Listening sessions end with lingering questions

By Nicholas Wolfram Smith
Catholic SF
October 28, 2018

Archbishop Salvatore J. Cordileone talking to people after the listening session held Oct. 28 at Immaculate Heart of Mary Church in Belmont. The Archdiocese of San Francisco organized five listening sessions in the wake of the most recent clergy abuse scandals.
Photo by Nicholas Wolfram Smith

Closing out a monthlong series of town hall-style discussions about clergy sex abuse, the Archdiocese of San Francisco held its final listening session Oct. 28 at Immaculate Heart of Mary Parish in Belmont.

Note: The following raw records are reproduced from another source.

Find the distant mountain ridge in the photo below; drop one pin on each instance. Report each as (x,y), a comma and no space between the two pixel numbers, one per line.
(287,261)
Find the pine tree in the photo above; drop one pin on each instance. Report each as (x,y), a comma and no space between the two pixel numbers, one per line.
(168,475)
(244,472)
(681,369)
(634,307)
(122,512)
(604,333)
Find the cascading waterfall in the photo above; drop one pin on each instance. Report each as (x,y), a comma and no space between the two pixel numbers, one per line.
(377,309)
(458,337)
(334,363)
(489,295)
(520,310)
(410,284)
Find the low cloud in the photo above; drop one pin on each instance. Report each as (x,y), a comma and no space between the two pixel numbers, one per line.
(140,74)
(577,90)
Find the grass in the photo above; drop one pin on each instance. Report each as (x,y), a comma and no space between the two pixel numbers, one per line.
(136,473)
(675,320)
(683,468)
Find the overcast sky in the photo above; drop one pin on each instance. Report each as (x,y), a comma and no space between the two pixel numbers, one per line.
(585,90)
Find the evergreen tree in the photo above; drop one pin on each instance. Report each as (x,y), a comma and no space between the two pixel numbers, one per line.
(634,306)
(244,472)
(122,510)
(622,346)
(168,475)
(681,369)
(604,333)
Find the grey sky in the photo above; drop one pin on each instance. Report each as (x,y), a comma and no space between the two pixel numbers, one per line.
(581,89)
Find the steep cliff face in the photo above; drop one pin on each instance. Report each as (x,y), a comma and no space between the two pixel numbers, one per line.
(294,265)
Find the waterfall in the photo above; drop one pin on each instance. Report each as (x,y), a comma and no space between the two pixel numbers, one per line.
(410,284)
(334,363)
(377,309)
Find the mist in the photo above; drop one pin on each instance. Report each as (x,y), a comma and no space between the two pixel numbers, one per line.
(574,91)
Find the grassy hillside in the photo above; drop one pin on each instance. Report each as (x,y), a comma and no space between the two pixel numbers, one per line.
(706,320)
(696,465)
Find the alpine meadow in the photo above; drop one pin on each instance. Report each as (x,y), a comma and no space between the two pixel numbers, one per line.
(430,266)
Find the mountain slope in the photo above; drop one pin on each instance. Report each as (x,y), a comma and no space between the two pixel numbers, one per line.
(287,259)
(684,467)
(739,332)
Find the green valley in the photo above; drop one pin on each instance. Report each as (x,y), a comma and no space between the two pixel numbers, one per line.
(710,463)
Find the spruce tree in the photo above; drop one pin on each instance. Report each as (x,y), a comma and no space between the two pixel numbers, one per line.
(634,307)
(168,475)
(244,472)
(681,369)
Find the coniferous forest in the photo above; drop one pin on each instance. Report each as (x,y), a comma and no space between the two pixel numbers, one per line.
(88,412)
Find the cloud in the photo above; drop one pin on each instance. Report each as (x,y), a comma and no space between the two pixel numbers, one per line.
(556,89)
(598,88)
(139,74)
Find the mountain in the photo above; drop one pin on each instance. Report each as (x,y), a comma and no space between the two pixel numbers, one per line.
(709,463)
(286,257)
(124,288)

More than 100 people gathered to hear Archbishop Salvatore J. Cordileone review archdiocesan policies to safeguard children and talk to him about the abuse scandals inundating the church.
The concerns brought to the session, from homosexuality in the clergy to bishop accountability, highlighted local Catholics’ desire to avoid a repeat of the scandals affecting them now. Existential questions for the church, such as how to trust a hierarchy that has seemed to place institutional preservation over pastoral care, were also foremost on several people’s minds.
John McCord, a sex abuse survivor and member of the Independent Review Board, highlighted the plight of what he called “secondary victims:” Catholics whose faith has been harmed by the clergy abuse scandals in the church.
In an October CBS News poll, 26 percent of respondents said the sexual abuse scandals had led them to question remaining in the church, while 22 percent said the revelations of sex abuse had made them less likely to attend Mass.
Questions over how to welcome back disaffected Catholics and regain the trust of the laity were essential to the abuse crisis, McCord said. Drawing on his own experience, he said trusting the church again was a difficult decision, but ultimately important for its future.
“We need to take what has happened and make something good out of it,” said McCord.
Amid the turmoil introduced to the church by the Pennsylvania grand jury report, the Archbishop McCarrick scandal, and the Archbishop Vigano testimony, how to move forward remains contentious. One speaker asked Archbishop Cordileone to consider hiring an independent investigator like the San Jose and Oakland dioceses have to examine clergy personnel files and publish a list of priests credibly accused of abuse, suggesting that step would help the credibility of the church among non-Catholics. The archbishop said his office has been considering that option but noted “most if not all [names] are already in the public record.”
According to Archbishop Cordileone, the U.S. Conference of Catholic Bishops will consider at its November meeting measures to hold bishops accountable for sexual abuse or covering it up. The most significant challenge to any proposal is that since bishops are only answerable to the pope, any board set up to verify allegations against a bishop would lack the canonical authority to ensure compliance with an investigation.
The role of the priesthood in fostering the abuse crisis was a focus of several speakers. Some people suggested celibacy was to blame and said opening ordination to women and married laity would be important steps in preventing a future crisis. Archbishop Cordileone responded that “the problem is not celibacy; it’s lack of chastity.” He also said married clergy would be “a superficial way” to address the abuse crisis.
Speakers talked about the “total lack of trust” in the hierarchy among Catholics, as well as their grief and pain over what has happened to the church. One man suggested that given the widespread pattern of bishops moving around abusive priests, “how can we not hold them responsible for their misjudgment?”
One woman said that in light of the Vigano testimony regarding corruption in the Vatican, she felt hopeless about the church’s response to the scandals.
“Nothing we’re doing will be effective when the seed of dysfunction goes to the top,” she said.
While many spoke about their faith having been shaken, one woman stood up to remind the session “faith is what you make of it.” She encouraged everyone to hold onto their faith in difficult circumstances, “because at the end of the day, that’s what you’ve got.”
After the meeting, Bill Tauskey, a parishioner at St. Bartholomew Parish, told Catholic San Francisco he appreciated the archbishop’s visit but said “there needs to be an ongoing dialogue.”
“We’re looking for the next steps now – the wheels of the church turn too slow,” he said.